バルケッタはエンジンの異音修理
タイミングベルト交換の際に出来る事
コンディションの良いバルケッタは、車検整備でのお預かりです。今回のメインはタイミングベルト廻りの整備です。年間の走行距離は少なく、距離での管理と言うよりも年数管理でのベルト交換をご案内させて頂いています。バルケッタ、デビュー当時は台数も多かったのですが、減りましたね。現存するのは新車からのワンオーナーで長期的に愛情を注がれていた個体でしょうか。このバルケッタもその例に沿った一台です。
1年に1度、もしくは2年に1度のお預かりをさせて頂き、その時々に合わせ必要となる整備を行っています。各部の状態は良い個体なのですが、ここ何年も気になっていた事が有ります。エンジンの始動時にガラガラ~っと昔のディーゼルエンジンの様な、好ましくないサウンドを轟かせています。綺麗な車なのに、非常に残念な瞬間です。オーナーはあまり気にされていないのか、慣れてしまっているのか、その事への主張は無いのですが、エンジン始動の度に気になります。
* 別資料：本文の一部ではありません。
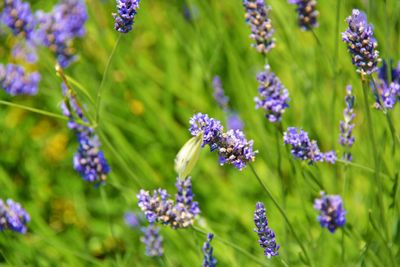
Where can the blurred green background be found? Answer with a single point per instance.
(159, 77)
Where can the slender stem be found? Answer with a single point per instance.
(388, 248)
(378, 181)
(395, 137)
(283, 213)
(99, 89)
(232, 245)
(35, 110)
(362, 167)
(335, 67)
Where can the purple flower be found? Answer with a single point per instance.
(131, 219)
(153, 241)
(159, 208)
(265, 234)
(232, 146)
(346, 138)
(235, 149)
(332, 214)
(257, 16)
(60, 27)
(13, 216)
(209, 127)
(127, 10)
(219, 94)
(18, 17)
(89, 160)
(307, 13)
(305, 149)
(273, 96)
(234, 122)
(361, 43)
(208, 259)
(15, 81)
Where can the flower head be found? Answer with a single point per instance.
(209, 127)
(208, 259)
(127, 10)
(332, 214)
(153, 241)
(18, 17)
(232, 146)
(361, 43)
(60, 27)
(305, 149)
(307, 13)
(273, 96)
(257, 16)
(160, 208)
(15, 81)
(346, 138)
(13, 216)
(388, 90)
(89, 160)
(265, 234)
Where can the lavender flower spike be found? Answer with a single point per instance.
(235, 149)
(273, 96)
(307, 13)
(127, 10)
(208, 260)
(15, 81)
(60, 27)
(13, 216)
(209, 127)
(257, 16)
(346, 138)
(153, 241)
(131, 219)
(159, 208)
(232, 146)
(305, 149)
(89, 160)
(18, 17)
(361, 43)
(265, 234)
(332, 214)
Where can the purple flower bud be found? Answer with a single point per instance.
(208, 259)
(306, 13)
(13, 216)
(127, 10)
(258, 18)
(361, 43)
(266, 235)
(273, 96)
(15, 81)
(332, 214)
(305, 149)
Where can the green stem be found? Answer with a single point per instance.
(99, 89)
(362, 167)
(388, 248)
(283, 213)
(378, 181)
(232, 245)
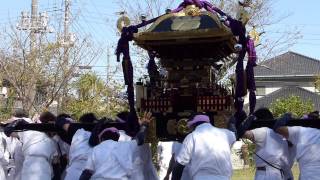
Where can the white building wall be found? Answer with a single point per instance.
(273, 89)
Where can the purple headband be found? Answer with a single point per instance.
(198, 118)
(120, 120)
(112, 129)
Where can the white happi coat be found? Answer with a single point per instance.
(38, 150)
(112, 160)
(16, 158)
(207, 151)
(164, 153)
(272, 148)
(79, 152)
(307, 141)
(143, 167)
(176, 147)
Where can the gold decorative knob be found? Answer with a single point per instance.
(123, 21)
(192, 10)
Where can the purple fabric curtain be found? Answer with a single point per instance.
(237, 28)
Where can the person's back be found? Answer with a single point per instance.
(3, 161)
(112, 160)
(272, 154)
(78, 154)
(207, 149)
(307, 141)
(38, 150)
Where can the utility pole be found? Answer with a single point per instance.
(35, 24)
(67, 42)
(34, 20)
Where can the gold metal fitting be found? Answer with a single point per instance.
(192, 10)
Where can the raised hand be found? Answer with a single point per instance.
(146, 118)
(283, 121)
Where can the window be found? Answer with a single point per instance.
(261, 91)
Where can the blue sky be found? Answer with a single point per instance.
(97, 19)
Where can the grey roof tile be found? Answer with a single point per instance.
(288, 64)
(286, 92)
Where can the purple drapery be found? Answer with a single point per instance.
(237, 28)
(152, 69)
(124, 49)
(251, 85)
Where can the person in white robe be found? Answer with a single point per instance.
(80, 148)
(115, 160)
(307, 143)
(207, 151)
(3, 160)
(38, 150)
(176, 147)
(272, 153)
(142, 158)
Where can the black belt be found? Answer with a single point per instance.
(261, 168)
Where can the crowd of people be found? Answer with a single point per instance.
(108, 153)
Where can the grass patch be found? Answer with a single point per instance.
(248, 173)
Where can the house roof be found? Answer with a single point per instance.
(289, 91)
(288, 64)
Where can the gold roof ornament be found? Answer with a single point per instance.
(123, 21)
(255, 35)
(243, 15)
(192, 10)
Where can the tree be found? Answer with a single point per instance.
(38, 75)
(92, 94)
(317, 84)
(292, 104)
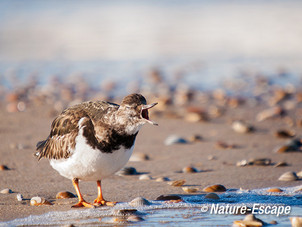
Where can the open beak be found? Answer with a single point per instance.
(145, 114)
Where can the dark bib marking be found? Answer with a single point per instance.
(112, 142)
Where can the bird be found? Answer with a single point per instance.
(92, 140)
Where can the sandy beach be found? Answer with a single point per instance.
(216, 164)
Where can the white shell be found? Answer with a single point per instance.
(288, 176)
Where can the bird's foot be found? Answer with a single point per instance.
(83, 204)
(102, 202)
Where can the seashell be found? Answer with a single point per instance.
(162, 179)
(189, 189)
(168, 197)
(214, 188)
(242, 163)
(212, 196)
(6, 191)
(145, 177)
(189, 169)
(288, 176)
(127, 171)
(174, 139)
(195, 138)
(139, 157)
(38, 201)
(274, 190)
(3, 167)
(134, 218)
(285, 134)
(242, 127)
(65, 195)
(177, 183)
(19, 197)
(124, 212)
(270, 113)
(260, 162)
(296, 221)
(280, 164)
(139, 201)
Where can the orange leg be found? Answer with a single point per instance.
(99, 201)
(82, 202)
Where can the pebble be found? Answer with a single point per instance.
(162, 179)
(249, 220)
(284, 134)
(214, 188)
(296, 221)
(64, 195)
(288, 176)
(280, 164)
(168, 197)
(19, 197)
(177, 183)
(174, 139)
(127, 171)
(3, 167)
(212, 196)
(38, 201)
(189, 169)
(145, 177)
(139, 201)
(274, 190)
(189, 189)
(242, 127)
(6, 191)
(139, 157)
(195, 138)
(134, 218)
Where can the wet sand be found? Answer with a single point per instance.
(21, 131)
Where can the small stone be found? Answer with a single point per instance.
(195, 138)
(177, 183)
(274, 190)
(189, 189)
(168, 197)
(19, 197)
(174, 139)
(3, 167)
(134, 218)
(284, 134)
(212, 196)
(189, 169)
(288, 176)
(139, 201)
(145, 177)
(6, 191)
(127, 171)
(139, 157)
(242, 127)
(64, 195)
(214, 188)
(296, 221)
(280, 164)
(162, 179)
(38, 201)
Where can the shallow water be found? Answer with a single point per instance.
(195, 209)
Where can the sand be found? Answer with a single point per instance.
(20, 131)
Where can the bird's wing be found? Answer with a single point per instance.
(64, 130)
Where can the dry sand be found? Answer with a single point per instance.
(19, 133)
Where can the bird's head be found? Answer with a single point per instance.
(134, 109)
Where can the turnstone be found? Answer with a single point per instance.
(93, 140)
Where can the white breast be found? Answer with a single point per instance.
(90, 164)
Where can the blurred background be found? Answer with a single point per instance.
(118, 44)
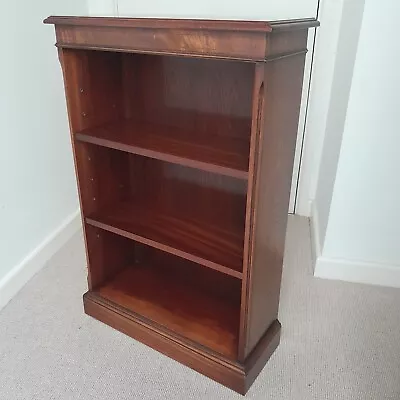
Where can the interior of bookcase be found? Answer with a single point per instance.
(162, 152)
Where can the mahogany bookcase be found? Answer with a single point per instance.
(183, 134)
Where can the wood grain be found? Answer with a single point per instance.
(227, 156)
(183, 134)
(273, 179)
(153, 293)
(212, 246)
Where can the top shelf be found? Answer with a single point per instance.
(223, 155)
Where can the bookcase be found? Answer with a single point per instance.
(183, 133)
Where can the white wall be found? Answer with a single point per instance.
(37, 184)
(209, 9)
(345, 55)
(362, 241)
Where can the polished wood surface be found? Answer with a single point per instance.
(212, 246)
(153, 293)
(273, 173)
(236, 376)
(241, 40)
(228, 156)
(158, 23)
(183, 135)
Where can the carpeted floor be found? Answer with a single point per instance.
(340, 341)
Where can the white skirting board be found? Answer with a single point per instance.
(13, 282)
(349, 270)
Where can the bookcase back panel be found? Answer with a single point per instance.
(196, 194)
(193, 94)
(94, 87)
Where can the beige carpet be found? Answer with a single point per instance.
(340, 341)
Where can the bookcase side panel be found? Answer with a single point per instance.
(283, 84)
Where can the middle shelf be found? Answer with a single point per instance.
(220, 248)
(227, 155)
(191, 213)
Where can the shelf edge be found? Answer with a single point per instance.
(166, 248)
(186, 162)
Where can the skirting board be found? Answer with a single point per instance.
(349, 270)
(13, 282)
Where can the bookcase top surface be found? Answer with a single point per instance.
(235, 40)
(196, 24)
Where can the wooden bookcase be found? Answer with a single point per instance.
(183, 134)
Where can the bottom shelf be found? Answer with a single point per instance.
(178, 304)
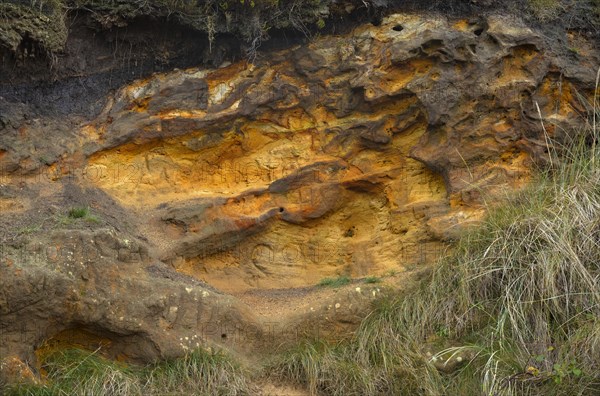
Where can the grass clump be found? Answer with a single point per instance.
(335, 282)
(78, 213)
(372, 279)
(199, 373)
(79, 372)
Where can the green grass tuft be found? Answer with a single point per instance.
(372, 279)
(335, 282)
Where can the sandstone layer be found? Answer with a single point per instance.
(364, 154)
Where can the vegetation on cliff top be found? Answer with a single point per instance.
(43, 23)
今回はタイミングベルトを交換しますので、ガラガラの鈍い音の原因も合わせて取り除こうと思います。
バルケッタに搭載されているエンジンは、1.8Lのツインカムです。内部構造はアルファロメオとほぼ同じですが、バランスシャフトは備わらずプントHGTと似ています。この辺りの車も生産終了部品が増えてきていて、時折部品にヒヤッとさせられます。メカニカルな消耗品はほとんど揃うのですが、やはり樹脂・ゴム関係は品薄ですね。
補器類を駆動するベルトはヒビヒビな状態でした。マイナーな事ですが、バルケッタにも当社オリジナルのクランクプーリーは装着が可能です。
分解前に各部を点検していると、クーラーコンプレッサに挟まれた異物を発見です。
これ、ベルトを外すと分かりましたが、以前のベルトの切れ端の様な物でした。コンプレッサのプーリにこびり付いてしまっていて、除去するのに実は結構苦労しました。
ガラガラ異音の発生源はこの部品ですね。バルブタイミング・コントローラのバリエータです。手に持つ方は、既に交換した部品です。インテークカムシャフトに装着されていて電磁ソレノイドの通電により作動を制御し、最終的には油圧で駆動されます。オイル管理が良く無いと異音を発する事が多いです。
交換するには、インテーク・エキゾースト両方のカムを外す必要があるので、カムシャフトシールも交換し組付けを進めて行きます。
この後のエンジン始動において、数日ぶりにエンジンを始動しましたがガラガラ音が消え、爽やかな始動に思わず嬉しくなります。
この後、油脂類を交換し引き続き作業を進めます。